While waiting for the pull request to be accepted and included in the next release, I wanted to do some testing with renaming tables. (Creating a new table which includes the new columns and then switching the names.). See what the impact would be and if it would result in downtime.
All tests were done on a development cluster with the same structure as our production database but less data
As a fist step, I created a copy of a table with the same structure. Next, I wanted to copy the data of the original table into the test table.
The table contains 29 million records as is 7GB in size.
To copy the data I used the naive
insert into test.table (select * from test.table)
This query took a while to complete so I left it overnight.
When I returned in the morning, the query seemed to have completed.
But when trying to query the database (any table) everything was unresponsive and the admin panel reported
/usr/share/crate/lib/site/index.html: Too many open files
I Rebooted al the nodes one by one in the 3-node cluster after which the admin panel reported that a lot of shards were missing!
The original table from which the data was copied, was completely missing in the shards panel as no shards were available.
After rebooting a second time, the shards were still not up.
alter cluster reroute retry failed 3 of the 6 shards came online.

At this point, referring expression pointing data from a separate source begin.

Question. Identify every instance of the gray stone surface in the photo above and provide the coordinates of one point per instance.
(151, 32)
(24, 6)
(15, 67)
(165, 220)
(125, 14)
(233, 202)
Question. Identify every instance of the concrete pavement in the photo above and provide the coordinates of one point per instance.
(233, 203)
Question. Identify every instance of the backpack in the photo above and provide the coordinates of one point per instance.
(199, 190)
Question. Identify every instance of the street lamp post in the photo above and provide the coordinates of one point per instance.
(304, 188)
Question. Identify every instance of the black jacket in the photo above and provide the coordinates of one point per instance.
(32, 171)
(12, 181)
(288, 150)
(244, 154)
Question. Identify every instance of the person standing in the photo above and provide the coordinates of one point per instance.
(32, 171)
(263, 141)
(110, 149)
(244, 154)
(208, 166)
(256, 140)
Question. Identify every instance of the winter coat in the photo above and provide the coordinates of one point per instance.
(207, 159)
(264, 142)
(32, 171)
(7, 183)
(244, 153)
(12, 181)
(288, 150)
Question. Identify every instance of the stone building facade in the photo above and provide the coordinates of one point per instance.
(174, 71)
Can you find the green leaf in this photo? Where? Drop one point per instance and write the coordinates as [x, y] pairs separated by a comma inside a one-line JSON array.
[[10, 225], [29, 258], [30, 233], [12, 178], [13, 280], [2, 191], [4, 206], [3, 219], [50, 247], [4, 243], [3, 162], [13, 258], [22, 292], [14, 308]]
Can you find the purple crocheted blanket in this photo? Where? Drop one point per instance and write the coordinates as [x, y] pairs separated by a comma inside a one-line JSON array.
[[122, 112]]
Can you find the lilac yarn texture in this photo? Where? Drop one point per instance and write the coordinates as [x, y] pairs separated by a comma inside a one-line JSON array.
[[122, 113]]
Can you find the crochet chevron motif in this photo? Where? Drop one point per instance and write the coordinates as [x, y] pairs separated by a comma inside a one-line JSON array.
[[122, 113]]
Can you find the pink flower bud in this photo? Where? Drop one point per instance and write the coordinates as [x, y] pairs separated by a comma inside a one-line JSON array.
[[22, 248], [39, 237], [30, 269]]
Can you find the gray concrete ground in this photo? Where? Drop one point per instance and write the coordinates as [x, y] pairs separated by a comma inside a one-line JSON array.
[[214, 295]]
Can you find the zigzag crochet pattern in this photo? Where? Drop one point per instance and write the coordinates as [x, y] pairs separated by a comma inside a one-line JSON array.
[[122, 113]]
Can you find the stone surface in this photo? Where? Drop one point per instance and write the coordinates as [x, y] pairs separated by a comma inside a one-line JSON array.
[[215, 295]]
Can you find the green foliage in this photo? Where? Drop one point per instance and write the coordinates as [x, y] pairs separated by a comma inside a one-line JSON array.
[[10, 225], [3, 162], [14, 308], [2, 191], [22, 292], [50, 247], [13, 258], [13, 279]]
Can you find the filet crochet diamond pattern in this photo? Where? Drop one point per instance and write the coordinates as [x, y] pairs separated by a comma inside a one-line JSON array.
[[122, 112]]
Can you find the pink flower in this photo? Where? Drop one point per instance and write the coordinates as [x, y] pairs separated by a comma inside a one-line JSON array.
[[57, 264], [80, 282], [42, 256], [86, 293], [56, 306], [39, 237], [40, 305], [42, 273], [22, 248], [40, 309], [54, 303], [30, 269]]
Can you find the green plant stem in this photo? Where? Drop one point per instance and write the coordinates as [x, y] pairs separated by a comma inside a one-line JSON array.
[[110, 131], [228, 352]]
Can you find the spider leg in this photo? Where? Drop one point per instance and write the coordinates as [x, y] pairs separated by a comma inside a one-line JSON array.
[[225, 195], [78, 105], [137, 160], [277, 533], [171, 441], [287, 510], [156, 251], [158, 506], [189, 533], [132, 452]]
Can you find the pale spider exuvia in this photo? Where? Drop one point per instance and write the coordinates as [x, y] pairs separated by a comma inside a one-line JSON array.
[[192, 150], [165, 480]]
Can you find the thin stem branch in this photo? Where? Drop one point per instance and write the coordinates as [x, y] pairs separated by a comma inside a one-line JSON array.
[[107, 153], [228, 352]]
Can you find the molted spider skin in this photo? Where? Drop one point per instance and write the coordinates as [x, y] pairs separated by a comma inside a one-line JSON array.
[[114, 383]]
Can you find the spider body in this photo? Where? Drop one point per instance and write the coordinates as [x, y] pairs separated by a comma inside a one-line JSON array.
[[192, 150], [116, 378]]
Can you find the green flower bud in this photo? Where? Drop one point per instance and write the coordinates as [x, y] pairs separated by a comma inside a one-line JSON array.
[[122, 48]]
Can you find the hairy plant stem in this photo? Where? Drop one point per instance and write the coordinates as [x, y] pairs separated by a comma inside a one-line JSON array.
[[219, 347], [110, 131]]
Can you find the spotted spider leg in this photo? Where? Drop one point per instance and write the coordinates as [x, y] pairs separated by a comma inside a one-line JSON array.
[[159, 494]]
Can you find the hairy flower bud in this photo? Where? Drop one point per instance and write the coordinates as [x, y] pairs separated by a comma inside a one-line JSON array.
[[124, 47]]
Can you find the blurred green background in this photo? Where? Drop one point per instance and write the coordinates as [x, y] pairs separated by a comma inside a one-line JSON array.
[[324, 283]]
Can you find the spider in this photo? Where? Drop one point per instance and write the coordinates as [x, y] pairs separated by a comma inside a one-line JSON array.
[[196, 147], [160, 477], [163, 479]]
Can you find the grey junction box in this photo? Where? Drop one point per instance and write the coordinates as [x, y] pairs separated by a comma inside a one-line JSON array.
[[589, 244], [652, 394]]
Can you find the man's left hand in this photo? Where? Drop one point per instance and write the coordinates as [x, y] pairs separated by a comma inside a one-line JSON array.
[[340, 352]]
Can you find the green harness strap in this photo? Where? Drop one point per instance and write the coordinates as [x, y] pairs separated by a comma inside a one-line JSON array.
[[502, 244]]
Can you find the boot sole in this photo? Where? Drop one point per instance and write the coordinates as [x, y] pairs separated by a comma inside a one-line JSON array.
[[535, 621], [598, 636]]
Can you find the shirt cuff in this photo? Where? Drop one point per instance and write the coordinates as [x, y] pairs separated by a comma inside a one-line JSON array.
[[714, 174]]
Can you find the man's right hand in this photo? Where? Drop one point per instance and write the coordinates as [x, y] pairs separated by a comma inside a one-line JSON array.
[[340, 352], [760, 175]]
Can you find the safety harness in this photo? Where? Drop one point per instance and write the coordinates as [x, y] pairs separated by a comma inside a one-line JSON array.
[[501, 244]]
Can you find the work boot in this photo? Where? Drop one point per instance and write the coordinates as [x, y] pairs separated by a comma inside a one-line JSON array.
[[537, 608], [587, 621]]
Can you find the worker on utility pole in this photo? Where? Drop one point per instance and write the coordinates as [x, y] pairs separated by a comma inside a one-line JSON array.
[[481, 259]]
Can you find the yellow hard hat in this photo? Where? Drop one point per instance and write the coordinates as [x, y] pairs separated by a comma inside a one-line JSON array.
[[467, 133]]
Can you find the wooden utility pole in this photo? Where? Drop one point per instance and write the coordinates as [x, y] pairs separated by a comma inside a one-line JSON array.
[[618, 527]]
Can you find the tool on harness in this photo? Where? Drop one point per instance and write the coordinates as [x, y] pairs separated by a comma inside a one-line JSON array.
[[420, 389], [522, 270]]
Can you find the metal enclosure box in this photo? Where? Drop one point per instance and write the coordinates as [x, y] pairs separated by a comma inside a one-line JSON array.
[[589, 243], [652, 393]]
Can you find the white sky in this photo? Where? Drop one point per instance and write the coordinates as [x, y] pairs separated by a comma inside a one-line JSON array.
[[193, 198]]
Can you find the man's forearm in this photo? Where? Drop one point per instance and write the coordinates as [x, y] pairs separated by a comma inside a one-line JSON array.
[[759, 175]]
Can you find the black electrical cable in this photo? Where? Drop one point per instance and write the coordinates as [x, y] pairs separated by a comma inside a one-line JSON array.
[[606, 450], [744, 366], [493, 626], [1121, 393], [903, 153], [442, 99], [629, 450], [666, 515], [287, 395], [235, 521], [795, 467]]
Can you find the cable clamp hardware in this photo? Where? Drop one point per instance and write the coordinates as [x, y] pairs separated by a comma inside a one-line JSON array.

select * from sys.allocations reports
cannot allocate because all found copies of the shard are either stale or corrupt
cannot allocate because allocation is not permitted to any of the nodes
for the 3 missing shards for the primary and secondary shards respectively.
Querying data form the table gives
org.jkiss.dbeaver.model.sql.DBSQLException: SQL Error [XX000]: ERROR: Couldn't create execution plan from logical plan because of: the shard 1 of table [data.meterreading/EXqQQPdfSsm_CV5qD0ylAg] is not available:
Can somebody give some insight into why this happened?
How can I get the table back online? (even with data loss?)
How can this be prevented?
Is it a bad idea to copy data with a simple
insert into table2 (select * from table 1)
What is an alternative to efficiently copy data between tables?